Cyber security is a top concern in the IT industry today. In this series, we will look at various threats to cyber security - and what steps businesses can take to meet those security threats to information systems head on.
Hacking today is big business. Hackers put in long, hard hours for payoffs that can easily reach into the millions. Where do they strike? Well, in a recent survey commissioned by Sungard Availability Services*, the top 5 cyber security threats to information systems were identified as:
- vulnerable web applications (noted by 55% of respondents)
- being overall security “aware” (51%)
- out-of-date security patches (50%)
- failure to encrypt PCs and sensitive data (47%)
- obvious or missing passwords (44%)
I’d like to spend some time talking about the #1 security threat noted, vulnerable web applications, since it tends to be less understood than the others. After all, designing a security awareness program, establishing a patch management schedule, encrypting PCs and sensitive data, and enforcing strong passwords are all relatively straightforward activities. Securing vulnerable web applications is a different type of animal. Here are the 5 questions you need to ask if you want to counter this top security threat to your information systems.
Was this application created with security in mind?
Ask this question whether you are talking about an out-of-the-box purchased application or a homegrown application. Did the programmers inject security into the software development life cycle (SDLC) from the very beginning? Or was security an afterthoughts? “Oh, gosh, I guess we’d better secure this in some way before we actually use it.”
If security was a concern from the start, it will have been worked into all the sub-levels of the application. If it was an afterthought, you might be looking at a nice, shiny security “veneer” that has no substance to it.
Has input validation been addressed?
The biggest issue in securing a web application often revolves around Input Validation, or IV. When somebody is inputting data into the application, it is important to verify (or validate) that it is real, relevant data. Input validation prevents hackers from inputting codes or commands that will allow them to penetrate the system, and ensures that no sensitive data is outputted from the application.
Have session management restrictions been set in place?
Every user of a web application should be in his or her own individual session. Session management ensures that a user (or hacker) can’t jump into another user’s session and view their information. For example, if someone is looking up their bank account online, session management guarantees that nobody can see into – and seize – those funds.

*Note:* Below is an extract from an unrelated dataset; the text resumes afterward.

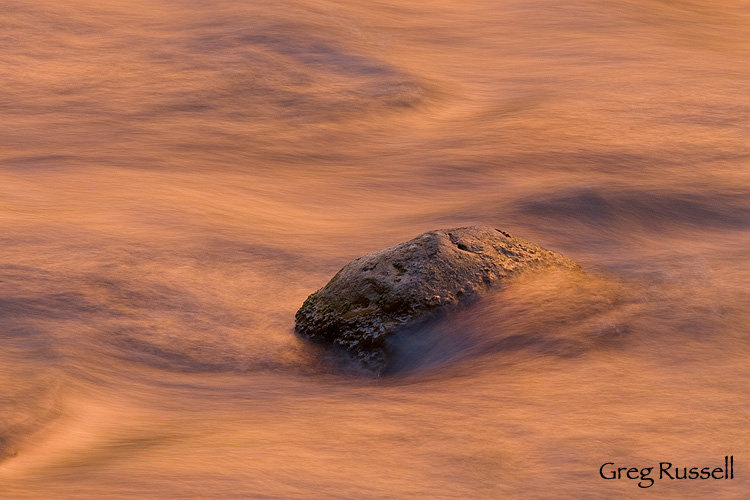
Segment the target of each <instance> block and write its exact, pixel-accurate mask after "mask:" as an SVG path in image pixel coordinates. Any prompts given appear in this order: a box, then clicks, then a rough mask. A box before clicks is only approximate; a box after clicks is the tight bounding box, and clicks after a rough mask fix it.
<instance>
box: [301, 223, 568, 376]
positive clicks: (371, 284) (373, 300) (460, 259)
mask: <svg viewBox="0 0 750 500" xmlns="http://www.w3.org/2000/svg"><path fill="white" fill-rule="evenodd" d="M545 267H563V268H568V269H576V270H580V267H579V266H578V265H577V264H575V263H574V262H572V261H571V260H569V259H568V258H566V257H564V256H562V255H560V254H557V253H555V252H551V251H549V250H545V249H544V248H542V247H540V246H538V245H535V244H533V243H530V242H528V241H525V240H522V239H520V238H516V237H514V236H511V235H510V234H508V233H506V232H504V231H501V230H499V229H494V228H489V227H462V228H457V229H446V230H437V231H430V232H428V233H424V234H422V235H420V236H417V237H416V238H414V239H413V240H410V241H407V242H405V243H401V244H399V245H396V246H394V247H391V248H387V249H385V250H381V251H379V252H375V253H369V254H366V255H363V256H362V257H359V258H358V259H355V260H353V261H352V262H350V263H349V264H347V265H346V266H344V268H343V269H341V271H339V272H338V273H337V274H336V276H334V277H333V279H331V281H329V282H328V284H327V285H326V286H324V287H323V288H321V289H320V290H318V291H317V292H315V293H313V294H312V295H310V296H309V297H308V298H307V300H305V302H304V304H303V305H302V307H301V308H300V309H299V311H297V314H296V316H295V319H296V326H295V331H296V332H297V333H298V334H299V335H301V336H303V337H306V338H309V339H311V340H314V341H317V342H321V343H325V344H332V345H337V346H340V347H342V348H344V349H346V351H348V352H349V353H350V355H352V356H353V357H354V358H355V359H357V360H359V361H360V362H362V363H363V365H364V366H366V367H368V368H370V369H371V370H373V371H374V372H376V373H378V374H380V373H382V371H383V370H384V369H385V367H386V366H387V364H388V352H387V344H386V339H387V338H388V337H390V336H391V335H393V334H394V333H396V332H397V331H401V330H403V329H404V328H405V327H407V326H413V325H415V324H417V323H420V322H422V321H425V320H428V319H431V318H433V317H435V315H436V313H438V312H445V311H449V310H451V309H453V308H455V307H458V306H461V305H465V304H468V303H471V302H473V301H475V300H477V299H478V298H480V297H481V296H482V295H484V294H485V293H486V292H487V291H488V290H489V289H491V288H497V287H498V286H500V285H501V283H502V282H503V281H504V280H507V279H508V278H510V277H512V276H514V275H516V274H518V273H520V272H523V271H526V270H533V269H537V270H538V269H543V268H545Z"/></svg>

Is the information used by the application properly encrypted?
Encrypting data once it has been entered in the application is one thing. It is another to encrypt the data as it moves, internally and externally. Encryption of data at rest and data in motion is critical for your company and your clients’ security.
Has the application’s security been audited and tested?
Take nothing for granted! Perform rigorous penetration tests regularly to ensure that your web applications are as secure as you think they are. Remember, the hackers are getting more sophisticated all the time – your web application security had better keep in step or your entire information security system will be at risk.
For more information, I encourage you to check out the Open Web Application Security Project (OWASP) Top Ten - a powerful awareness document for web application security. Vulnerable web applications may be the greatest threat to our information systems today. But with strategic action guided by these 5 questions, we can change that for tomorrow.
*The survey, commissioned by Sungard Availability Services, was conducted by SurveyMonkey Audience. The survey reached 276 IT professionals and was completed in December 2014.